Sólita sabía que, esta vez, el doctor no era sincero. Padre de familia numerosa, con el primogénito «atrapado» por el Opus Dei, no podía caer en el catastrofismo. Además, el doctor era también providencialista, aunque no en provecho propio. Lo era en sentido amplio y no necesitaba esforzarse para repetir aquello de «No os abandonaré». Estaba acostumbrado a bruscos cambios históricos. Imposible predecir cómo se produciría el reparto del pastel. La historia era coherente a largo plazo, no a plazo medio o en la inmediatez. Con los hombres ocurría a veces lo mismo. Un acto de apariencia insignificante realizado en la niñez al cabo de años podía producir ansiedad —temor a algo ilocalizable—, angustia —temor a algo concreto—, o depresión —pérdida de la afectividad y de cualquier deseo—. Así que lo sembrado por Franco se vería mucho más adelante y acaso la situación geográfica le fuera favorable. «Una de las claves del éxito en la vida —dijo el doctor— es la de creer que uno ha elegido el camino correcto y transitar por él con convicción. Franco cree haberlo elegido y ahí puede radicar la razón de su éxito».
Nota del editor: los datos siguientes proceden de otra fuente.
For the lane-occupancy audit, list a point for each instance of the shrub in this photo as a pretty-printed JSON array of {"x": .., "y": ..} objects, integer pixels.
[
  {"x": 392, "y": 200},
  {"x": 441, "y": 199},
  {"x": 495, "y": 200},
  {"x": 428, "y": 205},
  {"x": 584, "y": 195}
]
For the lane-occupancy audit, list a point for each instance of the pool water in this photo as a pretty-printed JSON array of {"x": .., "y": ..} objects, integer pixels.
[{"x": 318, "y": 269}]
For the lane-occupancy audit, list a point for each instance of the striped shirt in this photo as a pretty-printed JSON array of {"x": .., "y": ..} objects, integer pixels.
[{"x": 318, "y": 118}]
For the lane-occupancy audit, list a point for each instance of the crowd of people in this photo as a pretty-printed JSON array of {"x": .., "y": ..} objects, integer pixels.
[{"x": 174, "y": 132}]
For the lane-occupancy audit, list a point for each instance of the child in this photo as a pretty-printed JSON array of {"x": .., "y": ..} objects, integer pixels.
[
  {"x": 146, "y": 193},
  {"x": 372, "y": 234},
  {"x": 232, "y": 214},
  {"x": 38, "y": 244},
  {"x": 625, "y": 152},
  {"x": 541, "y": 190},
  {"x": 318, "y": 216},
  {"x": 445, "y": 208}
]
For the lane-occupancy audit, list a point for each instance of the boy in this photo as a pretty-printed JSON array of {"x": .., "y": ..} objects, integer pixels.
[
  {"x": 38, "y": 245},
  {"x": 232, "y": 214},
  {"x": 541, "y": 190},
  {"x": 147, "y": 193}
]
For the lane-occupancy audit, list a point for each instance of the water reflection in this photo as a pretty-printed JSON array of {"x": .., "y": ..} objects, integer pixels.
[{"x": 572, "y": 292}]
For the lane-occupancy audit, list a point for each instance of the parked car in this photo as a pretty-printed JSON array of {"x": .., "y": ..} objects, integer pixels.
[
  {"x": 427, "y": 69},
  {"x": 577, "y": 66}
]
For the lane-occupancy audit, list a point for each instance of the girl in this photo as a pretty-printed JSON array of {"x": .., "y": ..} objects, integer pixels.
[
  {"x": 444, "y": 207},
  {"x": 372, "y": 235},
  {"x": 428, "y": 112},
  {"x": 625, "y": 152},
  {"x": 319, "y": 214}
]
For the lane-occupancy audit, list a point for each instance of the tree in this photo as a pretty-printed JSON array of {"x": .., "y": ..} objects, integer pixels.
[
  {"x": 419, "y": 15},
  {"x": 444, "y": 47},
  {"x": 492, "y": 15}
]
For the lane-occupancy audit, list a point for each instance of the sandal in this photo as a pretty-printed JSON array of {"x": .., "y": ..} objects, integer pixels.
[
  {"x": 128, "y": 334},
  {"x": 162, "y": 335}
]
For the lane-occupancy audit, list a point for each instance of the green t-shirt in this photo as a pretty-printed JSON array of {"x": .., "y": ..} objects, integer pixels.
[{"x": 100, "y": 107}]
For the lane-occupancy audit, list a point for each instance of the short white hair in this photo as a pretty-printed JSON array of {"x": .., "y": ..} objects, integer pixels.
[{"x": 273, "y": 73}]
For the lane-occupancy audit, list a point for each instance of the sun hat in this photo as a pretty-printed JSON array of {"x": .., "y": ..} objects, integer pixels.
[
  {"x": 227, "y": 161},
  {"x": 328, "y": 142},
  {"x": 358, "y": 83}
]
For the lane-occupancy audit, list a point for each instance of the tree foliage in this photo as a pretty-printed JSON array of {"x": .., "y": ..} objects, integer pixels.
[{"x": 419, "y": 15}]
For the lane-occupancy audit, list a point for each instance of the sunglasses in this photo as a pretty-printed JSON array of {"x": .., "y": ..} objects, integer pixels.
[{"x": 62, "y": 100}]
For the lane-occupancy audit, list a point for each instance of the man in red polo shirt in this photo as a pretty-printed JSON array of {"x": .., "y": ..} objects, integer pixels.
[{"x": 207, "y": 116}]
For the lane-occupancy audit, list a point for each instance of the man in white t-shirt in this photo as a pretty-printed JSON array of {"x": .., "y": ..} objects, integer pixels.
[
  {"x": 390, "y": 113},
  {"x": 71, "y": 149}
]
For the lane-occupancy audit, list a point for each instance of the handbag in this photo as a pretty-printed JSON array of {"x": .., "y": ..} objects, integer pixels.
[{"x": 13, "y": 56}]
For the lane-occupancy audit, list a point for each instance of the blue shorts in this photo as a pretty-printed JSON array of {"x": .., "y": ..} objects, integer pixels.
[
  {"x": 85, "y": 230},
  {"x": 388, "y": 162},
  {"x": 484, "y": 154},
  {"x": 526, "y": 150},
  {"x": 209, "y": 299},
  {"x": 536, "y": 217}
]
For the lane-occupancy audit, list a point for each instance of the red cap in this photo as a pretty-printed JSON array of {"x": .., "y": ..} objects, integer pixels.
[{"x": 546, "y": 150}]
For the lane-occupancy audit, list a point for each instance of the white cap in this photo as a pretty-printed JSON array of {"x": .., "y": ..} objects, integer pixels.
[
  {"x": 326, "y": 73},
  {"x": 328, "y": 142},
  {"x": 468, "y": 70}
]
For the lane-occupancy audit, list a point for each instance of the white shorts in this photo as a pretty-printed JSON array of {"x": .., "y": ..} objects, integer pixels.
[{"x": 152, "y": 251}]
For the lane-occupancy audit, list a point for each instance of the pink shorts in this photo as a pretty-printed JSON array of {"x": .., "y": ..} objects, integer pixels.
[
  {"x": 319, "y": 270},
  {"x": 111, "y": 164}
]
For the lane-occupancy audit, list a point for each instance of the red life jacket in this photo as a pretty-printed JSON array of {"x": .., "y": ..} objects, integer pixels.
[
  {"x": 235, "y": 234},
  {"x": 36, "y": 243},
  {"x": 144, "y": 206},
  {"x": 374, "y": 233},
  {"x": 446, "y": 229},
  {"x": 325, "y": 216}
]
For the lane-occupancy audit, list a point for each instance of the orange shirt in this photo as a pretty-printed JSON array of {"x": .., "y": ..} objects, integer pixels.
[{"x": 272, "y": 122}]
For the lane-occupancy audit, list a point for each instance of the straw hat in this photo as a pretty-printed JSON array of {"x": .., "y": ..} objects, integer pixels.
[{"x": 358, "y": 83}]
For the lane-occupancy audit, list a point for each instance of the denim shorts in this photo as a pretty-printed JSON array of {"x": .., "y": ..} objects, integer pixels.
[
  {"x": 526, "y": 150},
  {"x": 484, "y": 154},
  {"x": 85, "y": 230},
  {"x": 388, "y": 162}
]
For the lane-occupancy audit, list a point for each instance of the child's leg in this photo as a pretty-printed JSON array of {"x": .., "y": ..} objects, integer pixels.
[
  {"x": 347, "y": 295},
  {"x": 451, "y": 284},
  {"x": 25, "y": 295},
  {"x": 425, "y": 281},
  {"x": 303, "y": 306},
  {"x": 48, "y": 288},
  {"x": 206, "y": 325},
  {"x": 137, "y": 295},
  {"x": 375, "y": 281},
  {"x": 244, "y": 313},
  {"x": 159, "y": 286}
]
—Hitler y Mussolini también creían estar en lo cierto y ya ve usted… —objetó Sólita.
El doctor Andújar sonrió.
—Ellos no llevaban consigo, en la maleta, el brazo incorrupto de santa Teresa de Jesús…
* * *
La aventura de los maquis debía de tomarse en serio. El camarada Montaraz llegó a esta conclusión. Envió a Francia, pasando por la montaña, al comisario Diéguez y a su brigadilla y éstos regresaron con datos concretos. Se calculaba que unos quince mil guerrilleros españoles habían actuado magníficamente contra los alemanes en la retaguardia, ya antes del desembarco de Normandía. Estos hombres, ocupado París, volvieron sus ojos hacia España. Querían su «liberación». Les faltaban medios, pero se los procurarían. Se creó en Toulouse un llamado «Grupo de servicios especiales», que se encargaron de realizar asaltos y atracos con que obtener recursos económicos. De hecho, los comunistas españoles se habían adueñado del sur de Francia, logrando proveer abundantemente las arcas del Partido. Conseguían muchos millones de francos, aparte de que los ingleses arrojaban mucha cantidad de dinero desde aviones. Los maquis, atentos por las noches al ruido de los motores aliados, dispersaban sus hombres buscando los fardos que caían del cielo y ocultándolos en lugares seguros.
—De un momento a otro van a empezar a entrar. Deberíamos reforzar la vigilancia en los Pirineos.
—Decir los Pirineos es no decir nada. ¿En qué puntos concretos?
—Eso, señor gobernador, no hemos podido averiguarlo, como es de suponer…
—¿Y los anarquistas?
—Ahí está el punto flaco desde mi punto de vista. Andan divididos como siempre: comunistas, republicanos, socialistas, libertarios… Claro que, para algunas de las acciones que tengan previstas, llegarán a un arreglo y se unirán.
El camarada Montaraz habló con el general Sánchez Bravo y éste con el general Moscardó, que ostentaba la capitanía general de Cataluña. Pero apenas si tuvieron tiempo de trazar un plan. Los teléfonos sonaron con estrépito alertando que «grupos enemigos» se habían infiltrado en Navarra, por Roncesvalles y el Roncal. Poco después, la calma. La acción de estos grupos —capitaneados por un tal «Mariano»— había sido tan disparatada que las fuerzas normales de vigilancia del Ejército y de la guardia civil se habían bastado para causarles numerosas bajas y obligar al resto a desistir. Los supervivientes regresaron a Francia y en Francia los socialistas —Antonio Casal no estaba con ellos, y tampoco David y Olga— les acusaron de bisoñez e improvisación. Naturalmente, la guardia civil tuvo también algunos muertos, que recibieron sepultura en medio del más completo anonimato. Y no se descartaba la hipótesis de que algunos de los infiltrados se hubieran dirigido hacia el interior, tal vez hacia la región de Teruel.